1. Ordinary Companion Cells:
- Structure: Ordinary companion cells are relatively small, elongated, and closely associated with sieve elements, which are the main conducting cells of the phloem.
- Function: They play a vital role in supporting the sieve elements in long-distance sugar transport. They help maintain the pressure flow mechanism by facilitating the movement of sugars and other necessary cellular components between the sieve elements and surrounding tissues.
- Connections: Ordinary companion cells are directly connected to the sieve elements via numerous plasmodesmata, small channels that allow communication and transport of molecules between cells. This interconnection allows efficient coordination and movement of sugars.
- Metabolic Activity: They possess a high metabolic rate due to abundant mitochondria, which provides energy for active transport processes. The mitochondria generate ATP to fuel cellular activities, enabling the companion cells to transport sugars against concentration gradients.
- Transport Support: Ordinary companion cells assist in loading sugars from source tissues into the sieve elements and maintaining a steep concentration gradient between source and sink tissues to facilitate efficient sugar transport.
2. Intermediate Companion Cells:
- Structure: Intermediate companion cells are larger and more voluminous than ordinary companion cells. They have an expanded vacuole and larger nucleus, indicating increased metabolic activity.

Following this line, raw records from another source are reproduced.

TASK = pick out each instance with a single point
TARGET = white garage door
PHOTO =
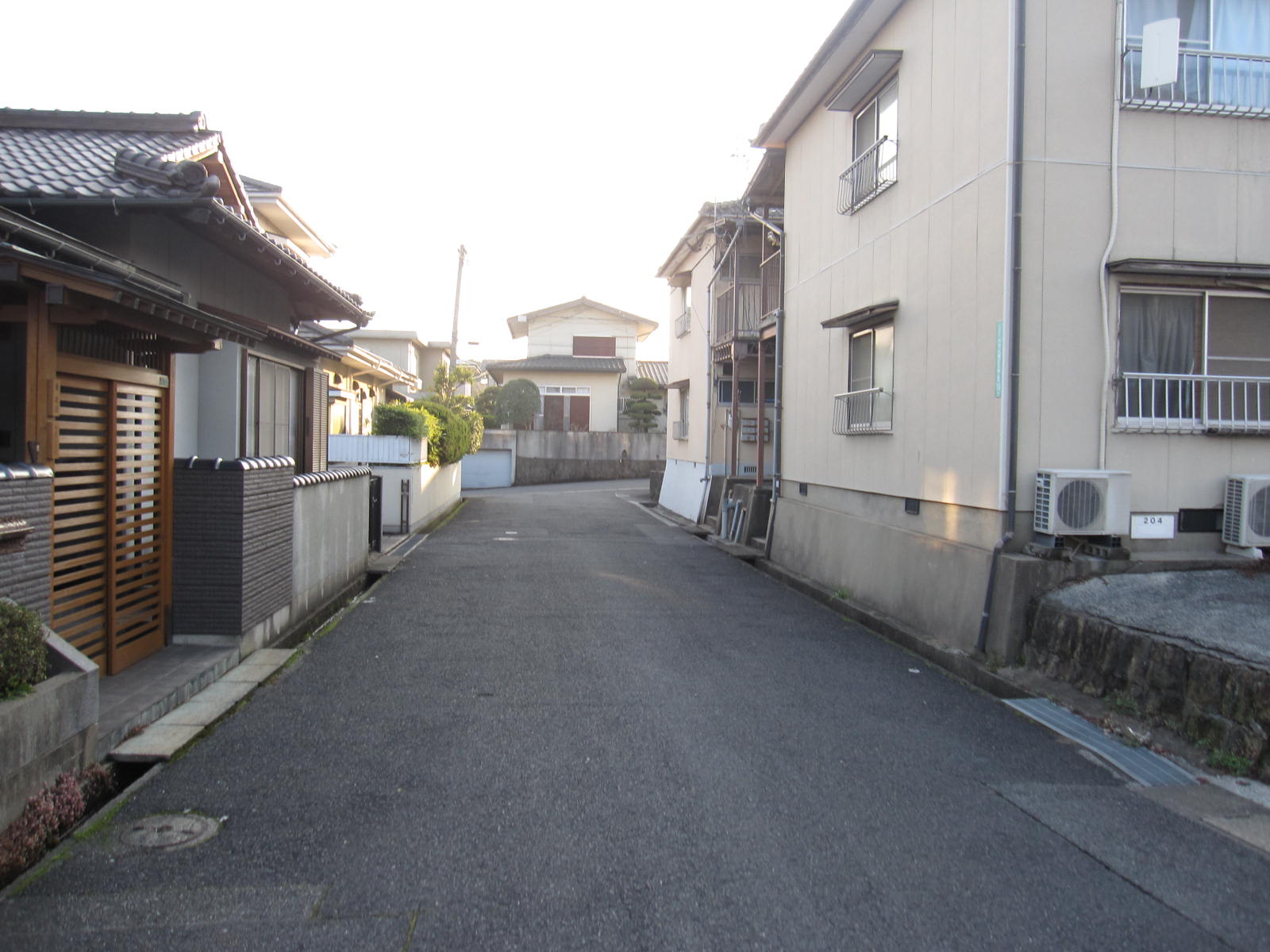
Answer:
(487, 469)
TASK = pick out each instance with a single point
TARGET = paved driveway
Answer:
(562, 724)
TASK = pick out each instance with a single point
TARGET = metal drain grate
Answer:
(1145, 767)
(171, 831)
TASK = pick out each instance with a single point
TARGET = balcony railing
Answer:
(1185, 403)
(1206, 83)
(863, 412)
(737, 311)
(869, 175)
(683, 323)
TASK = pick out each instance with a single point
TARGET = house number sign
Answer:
(1153, 526)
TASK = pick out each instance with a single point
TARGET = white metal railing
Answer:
(1187, 403)
(863, 412)
(1206, 83)
(683, 323)
(737, 311)
(869, 175)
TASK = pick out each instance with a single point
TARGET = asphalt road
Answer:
(562, 724)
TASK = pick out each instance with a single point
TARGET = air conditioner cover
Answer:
(1083, 503)
(1246, 520)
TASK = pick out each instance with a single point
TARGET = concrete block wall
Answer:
(332, 537)
(549, 456)
(27, 494)
(232, 545)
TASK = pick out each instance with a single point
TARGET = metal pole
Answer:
(454, 334)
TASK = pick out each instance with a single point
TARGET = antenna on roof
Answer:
(459, 285)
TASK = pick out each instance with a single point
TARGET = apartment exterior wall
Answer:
(27, 494)
(690, 359)
(605, 390)
(1191, 188)
(554, 334)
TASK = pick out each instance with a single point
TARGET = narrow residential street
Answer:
(564, 724)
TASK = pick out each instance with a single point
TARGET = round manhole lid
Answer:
(171, 831)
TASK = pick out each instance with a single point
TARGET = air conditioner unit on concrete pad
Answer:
(1083, 503)
(1246, 520)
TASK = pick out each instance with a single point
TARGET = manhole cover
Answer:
(171, 831)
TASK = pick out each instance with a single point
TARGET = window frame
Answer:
(252, 416)
(1193, 401)
(1210, 79)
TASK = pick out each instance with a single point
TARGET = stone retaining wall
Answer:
(1214, 700)
(27, 501)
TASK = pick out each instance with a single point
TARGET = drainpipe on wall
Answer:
(1015, 291)
(1105, 298)
(710, 325)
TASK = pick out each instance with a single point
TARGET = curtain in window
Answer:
(1157, 336)
(1242, 29)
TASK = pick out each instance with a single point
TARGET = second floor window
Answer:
(874, 150)
(595, 347)
(1223, 59)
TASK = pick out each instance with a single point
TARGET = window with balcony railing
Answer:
(1194, 362)
(683, 323)
(1223, 59)
(867, 406)
(868, 177)
(876, 152)
(861, 412)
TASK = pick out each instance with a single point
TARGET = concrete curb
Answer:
(956, 663)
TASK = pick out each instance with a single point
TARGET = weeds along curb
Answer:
(90, 827)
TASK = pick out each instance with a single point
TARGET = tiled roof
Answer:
(658, 371)
(560, 362)
(42, 155)
(54, 156)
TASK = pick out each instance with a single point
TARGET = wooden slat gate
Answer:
(110, 501)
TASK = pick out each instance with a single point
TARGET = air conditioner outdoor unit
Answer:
(1246, 520)
(1083, 503)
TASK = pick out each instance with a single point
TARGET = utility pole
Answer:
(454, 336)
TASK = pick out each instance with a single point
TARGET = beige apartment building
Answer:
(1026, 300)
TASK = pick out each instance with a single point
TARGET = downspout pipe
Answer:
(1016, 201)
(1104, 291)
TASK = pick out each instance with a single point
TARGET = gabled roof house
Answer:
(150, 300)
(1026, 325)
(581, 355)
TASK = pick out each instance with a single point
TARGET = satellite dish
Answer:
(1160, 44)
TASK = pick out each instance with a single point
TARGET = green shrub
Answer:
(643, 410)
(518, 403)
(404, 420)
(23, 655)
(487, 405)
(456, 435)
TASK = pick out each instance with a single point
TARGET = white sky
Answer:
(567, 145)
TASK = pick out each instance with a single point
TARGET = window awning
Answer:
(863, 82)
(864, 317)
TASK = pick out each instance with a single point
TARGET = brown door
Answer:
(110, 501)
(552, 413)
(579, 414)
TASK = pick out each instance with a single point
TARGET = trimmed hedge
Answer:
(23, 654)
(406, 420)
(456, 436)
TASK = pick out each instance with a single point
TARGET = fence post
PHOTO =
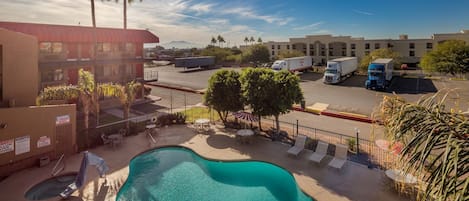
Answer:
(357, 131)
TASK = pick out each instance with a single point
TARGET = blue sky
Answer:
(197, 20)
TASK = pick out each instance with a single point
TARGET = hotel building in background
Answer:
(326, 47)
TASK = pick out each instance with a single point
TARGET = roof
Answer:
(64, 33)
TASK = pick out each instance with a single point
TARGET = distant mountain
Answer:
(181, 45)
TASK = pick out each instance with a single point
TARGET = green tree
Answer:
(257, 54)
(257, 85)
(224, 93)
(287, 93)
(84, 92)
(436, 145)
(449, 57)
(380, 53)
(289, 54)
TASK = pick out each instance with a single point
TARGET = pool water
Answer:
(179, 174)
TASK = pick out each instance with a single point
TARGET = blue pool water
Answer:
(179, 174)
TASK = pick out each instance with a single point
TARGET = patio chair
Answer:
(340, 156)
(320, 153)
(299, 145)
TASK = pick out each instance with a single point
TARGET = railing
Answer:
(54, 170)
(367, 153)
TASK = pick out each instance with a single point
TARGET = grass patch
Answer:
(200, 112)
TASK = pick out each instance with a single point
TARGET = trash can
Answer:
(303, 105)
(43, 161)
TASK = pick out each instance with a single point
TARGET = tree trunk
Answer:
(277, 123)
(126, 117)
(260, 125)
(125, 14)
(93, 17)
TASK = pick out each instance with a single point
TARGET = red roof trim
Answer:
(63, 33)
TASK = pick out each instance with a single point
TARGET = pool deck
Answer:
(354, 182)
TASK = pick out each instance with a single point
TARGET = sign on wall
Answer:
(6, 146)
(64, 119)
(22, 145)
(43, 141)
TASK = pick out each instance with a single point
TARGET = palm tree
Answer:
(436, 144)
(84, 92)
(213, 41)
(126, 95)
(251, 40)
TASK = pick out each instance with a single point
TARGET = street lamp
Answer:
(357, 131)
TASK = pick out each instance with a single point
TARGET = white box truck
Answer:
(340, 69)
(293, 64)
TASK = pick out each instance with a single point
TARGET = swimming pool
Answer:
(178, 173)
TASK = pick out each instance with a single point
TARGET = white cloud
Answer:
(362, 12)
(309, 26)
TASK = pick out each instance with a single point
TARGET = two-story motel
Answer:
(325, 47)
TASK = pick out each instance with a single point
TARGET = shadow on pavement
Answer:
(402, 85)
(310, 76)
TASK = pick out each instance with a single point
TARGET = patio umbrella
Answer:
(245, 116)
(393, 147)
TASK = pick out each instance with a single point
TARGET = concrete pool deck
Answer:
(354, 182)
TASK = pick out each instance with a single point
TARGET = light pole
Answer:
(357, 131)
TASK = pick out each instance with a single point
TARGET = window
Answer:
(429, 45)
(50, 47)
(52, 75)
(129, 47)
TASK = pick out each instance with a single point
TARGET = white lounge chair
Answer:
(340, 156)
(320, 153)
(299, 145)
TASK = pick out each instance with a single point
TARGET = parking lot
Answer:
(348, 96)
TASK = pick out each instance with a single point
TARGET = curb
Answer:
(176, 88)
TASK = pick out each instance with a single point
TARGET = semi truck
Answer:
(379, 74)
(293, 64)
(194, 62)
(340, 69)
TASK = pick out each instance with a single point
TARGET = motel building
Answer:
(34, 56)
(326, 47)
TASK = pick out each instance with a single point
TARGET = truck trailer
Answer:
(340, 69)
(379, 74)
(194, 62)
(293, 64)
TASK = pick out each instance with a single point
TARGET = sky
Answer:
(197, 21)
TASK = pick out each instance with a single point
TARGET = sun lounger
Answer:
(340, 156)
(320, 153)
(299, 145)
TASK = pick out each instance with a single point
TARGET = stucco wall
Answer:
(20, 67)
(34, 122)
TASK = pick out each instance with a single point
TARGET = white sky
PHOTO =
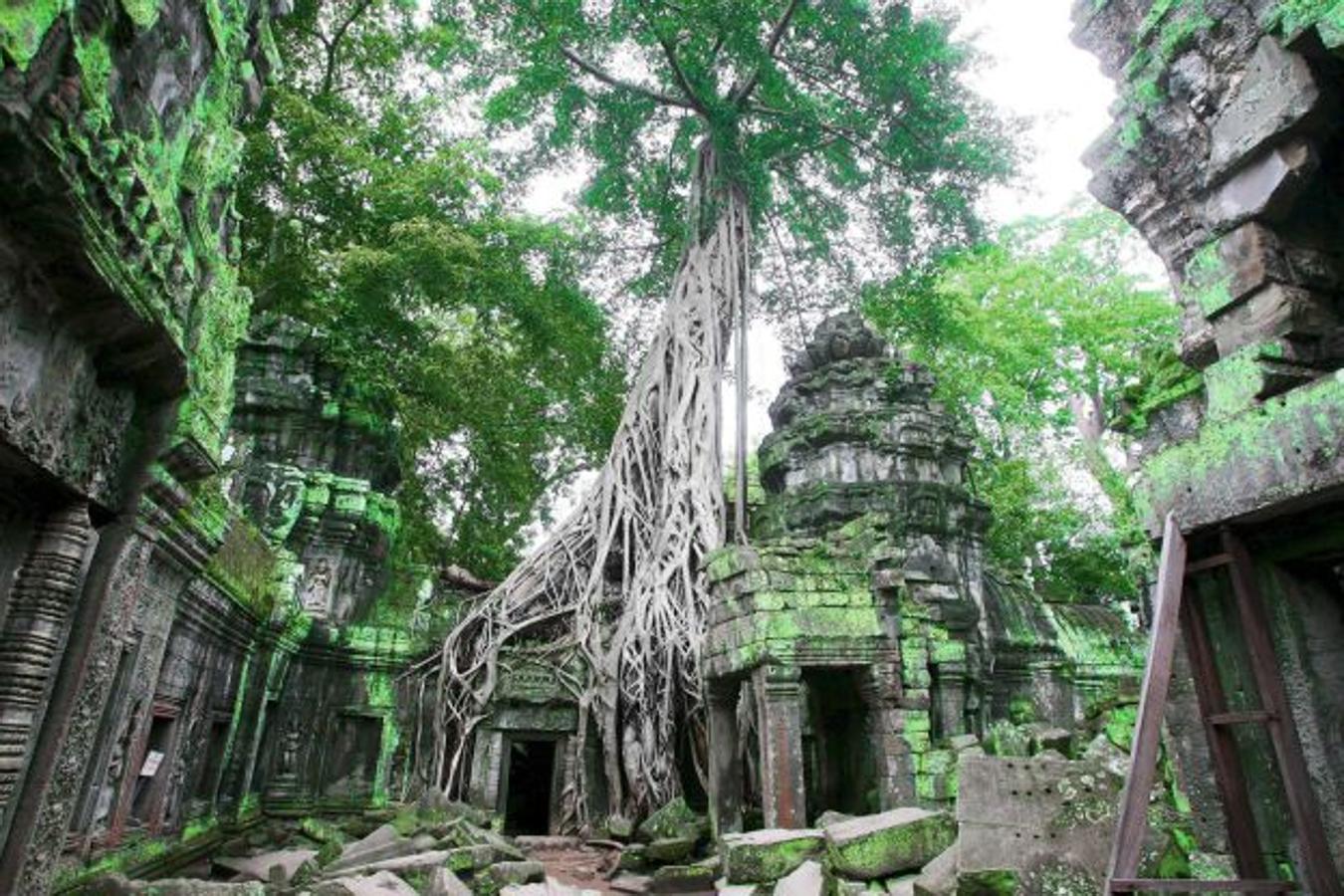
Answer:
(1031, 70)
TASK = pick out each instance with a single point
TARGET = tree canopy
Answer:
(1044, 340)
(845, 122)
(367, 222)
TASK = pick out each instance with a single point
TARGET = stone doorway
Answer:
(527, 786)
(836, 746)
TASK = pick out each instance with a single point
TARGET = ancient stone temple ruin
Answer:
(207, 621)
(862, 626)
(1226, 153)
(199, 612)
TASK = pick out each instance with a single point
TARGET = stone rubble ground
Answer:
(452, 850)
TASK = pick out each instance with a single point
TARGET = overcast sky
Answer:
(1031, 70)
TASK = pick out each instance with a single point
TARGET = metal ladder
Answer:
(1174, 612)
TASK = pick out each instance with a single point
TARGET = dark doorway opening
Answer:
(531, 772)
(837, 772)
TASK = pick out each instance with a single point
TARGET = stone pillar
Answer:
(725, 751)
(780, 704)
(42, 603)
(487, 768)
(894, 762)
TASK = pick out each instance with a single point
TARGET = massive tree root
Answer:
(618, 584)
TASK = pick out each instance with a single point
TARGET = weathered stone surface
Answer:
(517, 872)
(875, 846)
(1275, 93)
(763, 856)
(399, 864)
(384, 883)
(260, 866)
(1267, 188)
(675, 819)
(442, 881)
(669, 849)
(940, 876)
(467, 858)
(384, 842)
(119, 885)
(806, 879)
(682, 879)
(1020, 814)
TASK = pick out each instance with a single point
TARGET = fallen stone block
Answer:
(988, 883)
(875, 846)
(630, 883)
(469, 858)
(632, 857)
(384, 883)
(737, 889)
(806, 879)
(672, 821)
(502, 875)
(830, 817)
(669, 850)
(763, 856)
(119, 885)
(940, 876)
(683, 879)
(260, 866)
(901, 885)
(442, 881)
(357, 856)
(1035, 817)
(399, 865)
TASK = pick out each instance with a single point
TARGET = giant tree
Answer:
(363, 218)
(817, 140)
(1048, 340)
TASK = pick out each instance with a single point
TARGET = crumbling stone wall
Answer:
(866, 572)
(1226, 154)
(200, 619)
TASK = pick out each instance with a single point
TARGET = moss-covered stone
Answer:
(876, 846)
(763, 856)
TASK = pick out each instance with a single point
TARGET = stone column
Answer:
(487, 768)
(894, 764)
(42, 603)
(779, 695)
(725, 750)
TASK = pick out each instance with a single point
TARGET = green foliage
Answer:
(1041, 340)
(468, 323)
(840, 121)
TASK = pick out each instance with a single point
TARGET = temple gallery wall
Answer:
(212, 665)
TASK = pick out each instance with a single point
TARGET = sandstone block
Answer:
(882, 845)
(805, 880)
(384, 883)
(1277, 93)
(768, 854)
(669, 850)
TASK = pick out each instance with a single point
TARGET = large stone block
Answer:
(1275, 95)
(806, 879)
(1025, 814)
(1267, 187)
(768, 854)
(875, 846)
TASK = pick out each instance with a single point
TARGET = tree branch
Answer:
(620, 84)
(334, 45)
(740, 95)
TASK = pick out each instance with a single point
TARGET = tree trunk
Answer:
(618, 585)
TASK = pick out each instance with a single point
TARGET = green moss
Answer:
(1305, 422)
(987, 883)
(1292, 18)
(24, 24)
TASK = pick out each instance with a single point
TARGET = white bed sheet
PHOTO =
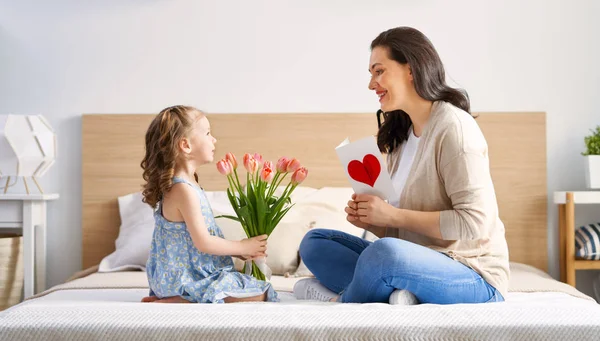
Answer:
(117, 314)
(107, 306)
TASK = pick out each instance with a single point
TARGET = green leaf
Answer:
(592, 143)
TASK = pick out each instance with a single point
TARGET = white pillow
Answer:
(137, 226)
(135, 236)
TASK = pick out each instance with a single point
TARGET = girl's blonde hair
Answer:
(162, 150)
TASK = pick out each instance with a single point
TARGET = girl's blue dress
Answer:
(177, 268)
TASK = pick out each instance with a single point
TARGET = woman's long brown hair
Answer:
(162, 139)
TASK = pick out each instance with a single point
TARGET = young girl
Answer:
(190, 260)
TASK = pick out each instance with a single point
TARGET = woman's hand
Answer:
(353, 217)
(368, 209)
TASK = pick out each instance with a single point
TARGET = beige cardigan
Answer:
(450, 173)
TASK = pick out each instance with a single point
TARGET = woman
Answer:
(441, 241)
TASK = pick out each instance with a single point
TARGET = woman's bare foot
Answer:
(259, 298)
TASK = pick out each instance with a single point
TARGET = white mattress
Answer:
(116, 314)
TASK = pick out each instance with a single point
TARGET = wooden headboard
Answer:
(113, 146)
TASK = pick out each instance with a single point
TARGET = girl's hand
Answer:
(254, 247)
(370, 210)
(248, 257)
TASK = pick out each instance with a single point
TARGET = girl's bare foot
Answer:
(259, 298)
(149, 299)
(175, 299)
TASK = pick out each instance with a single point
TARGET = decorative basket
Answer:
(11, 270)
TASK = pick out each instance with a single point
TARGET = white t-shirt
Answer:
(408, 155)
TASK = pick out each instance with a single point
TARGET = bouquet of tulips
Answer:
(256, 207)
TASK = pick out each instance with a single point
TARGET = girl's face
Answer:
(201, 142)
(391, 81)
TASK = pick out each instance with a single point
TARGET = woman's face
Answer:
(391, 81)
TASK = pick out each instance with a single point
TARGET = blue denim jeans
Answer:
(363, 271)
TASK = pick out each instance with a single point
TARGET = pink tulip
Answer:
(224, 167)
(250, 164)
(299, 175)
(293, 165)
(258, 159)
(267, 174)
(231, 158)
(282, 164)
(268, 164)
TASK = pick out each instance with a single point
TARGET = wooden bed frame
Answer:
(113, 146)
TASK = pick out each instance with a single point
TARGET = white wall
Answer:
(65, 58)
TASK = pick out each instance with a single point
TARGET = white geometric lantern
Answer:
(27, 147)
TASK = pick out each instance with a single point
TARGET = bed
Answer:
(105, 305)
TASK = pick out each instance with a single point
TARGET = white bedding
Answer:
(79, 313)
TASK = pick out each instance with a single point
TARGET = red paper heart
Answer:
(367, 171)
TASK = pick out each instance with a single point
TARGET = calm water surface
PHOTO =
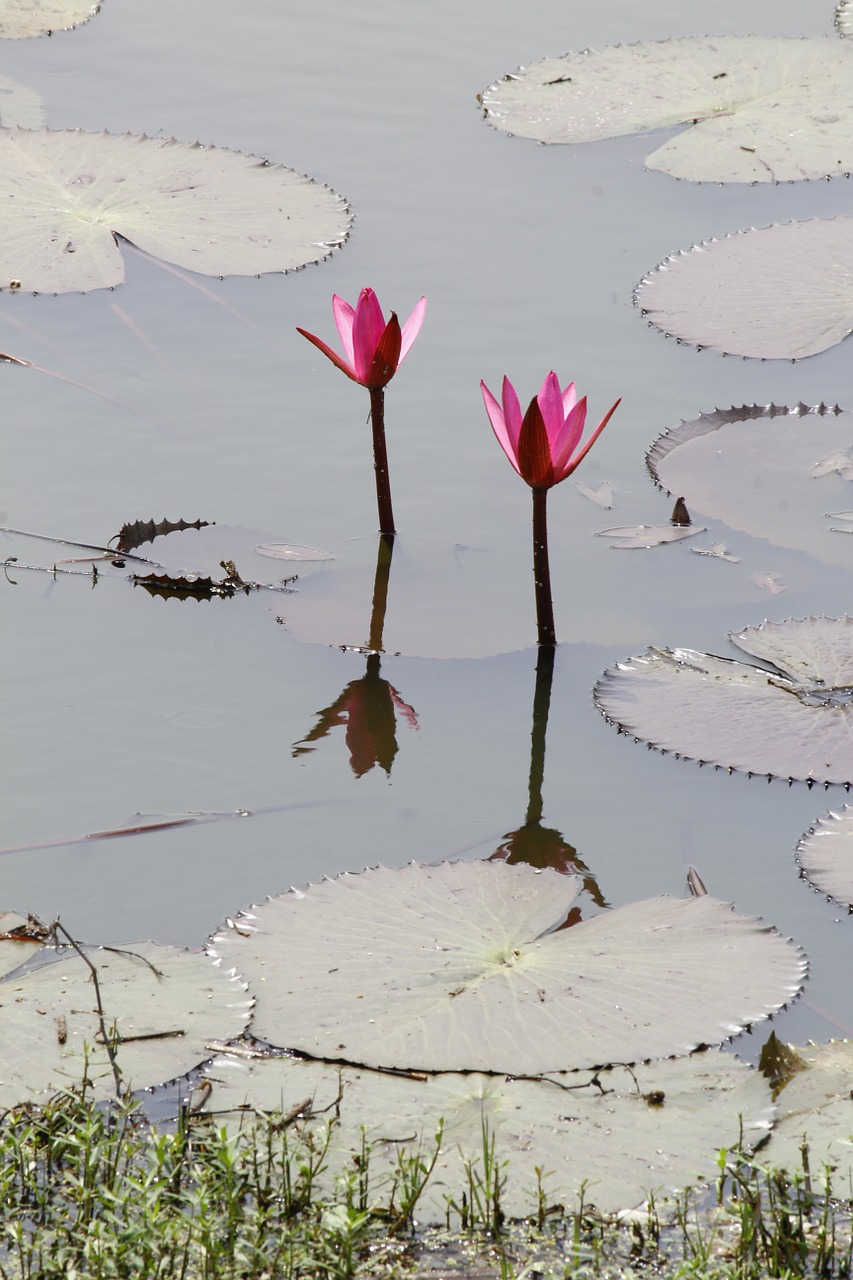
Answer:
(117, 703)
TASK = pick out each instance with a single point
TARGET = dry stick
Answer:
(108, 1042)
(381, 461)
(71, 382)
(542, 568)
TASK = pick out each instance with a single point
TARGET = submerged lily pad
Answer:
(825, 853)
(780, 292)
(762, 469)
(69, 193)
(163, 1002)
(816, 1111)
(792, 718)
(22, 18)
(761, 109)
(457, 967)
(619, 1136)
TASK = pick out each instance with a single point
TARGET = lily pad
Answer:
(790, 718)
(774, 293)
(463, 967)
(620, 1136)
(825, 854)
(22, 18)
(762, 470)
(164, 1004)
(205, 209)
(816, 1110)
(761, 109)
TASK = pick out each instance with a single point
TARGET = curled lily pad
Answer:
(163, 1004)
(770, 293)
(790, 718)
(761, 109)
(762, 470)
(68, 195)
(620, 1134)
(22, 18)
(825, 854)
(816, 1119)
(461, 967)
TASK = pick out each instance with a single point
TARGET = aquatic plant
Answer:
(543, 448)
(374, 352)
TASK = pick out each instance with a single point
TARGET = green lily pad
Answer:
(619, 1136)
(205, 209)
(774, 293)
(163, 1004)
(461, 967)
(816, 1112)
(790, 718)
(760, 109)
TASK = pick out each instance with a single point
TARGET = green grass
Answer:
(97, 1193)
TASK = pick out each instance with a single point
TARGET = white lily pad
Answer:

- Function: These cells are considered transitional forms between ordinary companion cells and sieve elements. They aid in the transport of metabolites and perform some supportive functions similar to ordinary companion cells.
- Connections: Intermediate companion cells possess a higher number of plasmodesmata connections with neighboring cells compared to ordinary companion cells. This increased connectivity is necessary for their role in sugar transport.
- Sink Function: Intermediate companion cells are primarily associated with sink tissues, which are areas where sugars are utilized, stored, or transported to support growth and development. They help in unloading sugars from the phloem into these sink tissues.
- Storage Function: These cells can also act as storage sites for nutrients and actively contribute to the regulation of sugar supply to growing or developing tissues.
In conclusion, ordinary companion cells and intermediate companion cells are essential components of the phloem tissue in plants. They have specialized structures and functions that support the efficient transport of sugars and other organic nutrients throughout the plant.